Different target groups
Many people have to deal with the problem in the course of their work. As part of the control programme, local authority employees (parks department), contractors and firefighters are exposed to the caterpillar's stinging hairs. Another risk group is made up of the maintenance departments for roads, roadside trees (oaks) and verges.
A second group is the general public who use roads/avenues along which oak trees are planted or who live in places where there are many oak trees. This group also includes cyclists, sports people, children playing and visitors.
A major group is made up of youth organisations, which play and camp in fields and woods.
There is also a risk to cattle grazing in the immediate vicinity of infested trees or fed hay contaminated with stinging hairs. Dogs off the lead which playfully bite large cocoon nests can also be at risk.
How to avoid irritation
If you are involved in controlling the problem professionally, it is important to wear the appropriate protective clothing. Rubber gloves, boots, a protective suit well-sealed at the forearm and ankle and a full face mask.

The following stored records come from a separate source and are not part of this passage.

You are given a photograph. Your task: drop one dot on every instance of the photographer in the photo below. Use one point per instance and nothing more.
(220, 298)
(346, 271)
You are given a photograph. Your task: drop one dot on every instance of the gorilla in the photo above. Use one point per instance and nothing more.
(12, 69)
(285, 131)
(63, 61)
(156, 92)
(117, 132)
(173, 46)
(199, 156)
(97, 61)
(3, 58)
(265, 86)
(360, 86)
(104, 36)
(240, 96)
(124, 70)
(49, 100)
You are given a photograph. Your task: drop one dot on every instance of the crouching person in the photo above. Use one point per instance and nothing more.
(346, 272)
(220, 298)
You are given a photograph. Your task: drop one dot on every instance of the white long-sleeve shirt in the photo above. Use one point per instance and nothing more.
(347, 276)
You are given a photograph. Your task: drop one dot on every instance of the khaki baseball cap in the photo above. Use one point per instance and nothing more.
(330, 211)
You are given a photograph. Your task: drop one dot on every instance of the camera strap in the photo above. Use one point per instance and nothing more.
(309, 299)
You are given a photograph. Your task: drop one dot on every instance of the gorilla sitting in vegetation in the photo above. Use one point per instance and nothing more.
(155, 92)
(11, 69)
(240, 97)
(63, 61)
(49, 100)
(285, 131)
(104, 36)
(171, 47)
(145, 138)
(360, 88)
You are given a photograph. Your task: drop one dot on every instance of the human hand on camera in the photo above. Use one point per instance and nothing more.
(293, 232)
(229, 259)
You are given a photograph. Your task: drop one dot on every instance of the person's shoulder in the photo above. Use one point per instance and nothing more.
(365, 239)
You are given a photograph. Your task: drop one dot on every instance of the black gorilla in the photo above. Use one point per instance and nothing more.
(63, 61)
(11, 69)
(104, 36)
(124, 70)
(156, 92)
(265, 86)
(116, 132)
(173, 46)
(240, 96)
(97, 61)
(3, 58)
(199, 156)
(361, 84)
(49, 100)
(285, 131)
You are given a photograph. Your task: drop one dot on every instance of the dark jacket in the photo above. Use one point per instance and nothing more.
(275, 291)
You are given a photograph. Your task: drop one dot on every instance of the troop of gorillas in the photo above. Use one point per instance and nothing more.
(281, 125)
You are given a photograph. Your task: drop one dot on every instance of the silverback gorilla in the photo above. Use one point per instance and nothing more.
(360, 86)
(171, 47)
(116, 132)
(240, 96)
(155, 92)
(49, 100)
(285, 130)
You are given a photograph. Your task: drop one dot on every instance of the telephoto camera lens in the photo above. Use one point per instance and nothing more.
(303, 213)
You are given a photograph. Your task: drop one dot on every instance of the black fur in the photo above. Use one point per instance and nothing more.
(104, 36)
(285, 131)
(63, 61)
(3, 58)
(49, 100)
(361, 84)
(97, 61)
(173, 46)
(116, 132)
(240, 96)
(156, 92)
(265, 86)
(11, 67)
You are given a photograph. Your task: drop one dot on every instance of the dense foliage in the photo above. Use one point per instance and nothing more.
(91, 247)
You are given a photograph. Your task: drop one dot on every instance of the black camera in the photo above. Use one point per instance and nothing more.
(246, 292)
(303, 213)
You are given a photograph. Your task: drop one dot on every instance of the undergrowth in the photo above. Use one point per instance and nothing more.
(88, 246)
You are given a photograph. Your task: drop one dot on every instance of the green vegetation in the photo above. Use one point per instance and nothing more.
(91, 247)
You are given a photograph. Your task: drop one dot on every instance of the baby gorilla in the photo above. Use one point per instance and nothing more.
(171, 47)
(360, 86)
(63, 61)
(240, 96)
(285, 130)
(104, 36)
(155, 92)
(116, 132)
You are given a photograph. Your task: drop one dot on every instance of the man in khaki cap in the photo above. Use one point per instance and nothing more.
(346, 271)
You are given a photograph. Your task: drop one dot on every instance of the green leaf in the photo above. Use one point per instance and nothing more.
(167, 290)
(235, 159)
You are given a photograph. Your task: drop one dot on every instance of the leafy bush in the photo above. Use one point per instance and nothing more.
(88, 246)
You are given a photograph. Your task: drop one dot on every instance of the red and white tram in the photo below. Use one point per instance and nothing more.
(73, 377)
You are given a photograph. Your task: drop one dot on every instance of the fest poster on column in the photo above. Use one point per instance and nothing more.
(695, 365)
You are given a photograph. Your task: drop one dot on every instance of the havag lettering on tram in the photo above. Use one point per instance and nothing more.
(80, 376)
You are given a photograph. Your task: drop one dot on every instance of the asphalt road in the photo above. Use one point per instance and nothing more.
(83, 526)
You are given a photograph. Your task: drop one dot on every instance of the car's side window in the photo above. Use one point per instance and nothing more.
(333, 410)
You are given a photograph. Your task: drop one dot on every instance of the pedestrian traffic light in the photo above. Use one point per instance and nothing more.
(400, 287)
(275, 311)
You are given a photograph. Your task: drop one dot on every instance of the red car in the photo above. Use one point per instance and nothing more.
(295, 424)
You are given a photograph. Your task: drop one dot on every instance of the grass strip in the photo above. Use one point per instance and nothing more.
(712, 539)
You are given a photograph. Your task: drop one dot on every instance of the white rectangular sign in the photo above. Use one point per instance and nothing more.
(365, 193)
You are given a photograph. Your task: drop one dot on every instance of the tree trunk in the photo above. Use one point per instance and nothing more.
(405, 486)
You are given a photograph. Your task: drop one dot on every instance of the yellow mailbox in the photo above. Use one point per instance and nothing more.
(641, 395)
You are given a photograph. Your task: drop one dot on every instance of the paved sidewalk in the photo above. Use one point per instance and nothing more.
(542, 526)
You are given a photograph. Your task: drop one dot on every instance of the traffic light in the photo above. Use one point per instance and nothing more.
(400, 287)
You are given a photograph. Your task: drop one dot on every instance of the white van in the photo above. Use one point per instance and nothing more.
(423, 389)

Even if you do not control oak processionary caterpillars professionally, it is essential to use proper protection. A well-sealed protective suit, a dust mask and goggles, gloves and boots are essential to prevent irritation.
Members of the public are advised to avoid direct contact with caterpillars, stinging hairs (including old ones), cocoon nests and shed skins as much as possible. Children must be alerted to the danger of the oak processionary caterpillar. When visiting a (natural) area with caterpillars, it is advisable to cover your neck, arms and legs and to avoid sitting on the ground. After coming into contact with the caterpillars or hairs you should not scratch or rub but wash or rinse your skin and hair thoroughly as soon as possible.
The local authority leaflet is an ideal means of informing residents. The Flemish Health Inspectorate has produced a leaflet (see under biological factors) about the oak processionary caterpillar.
The Provincial Institute for Hygiene (PIH) also produces free leaflets.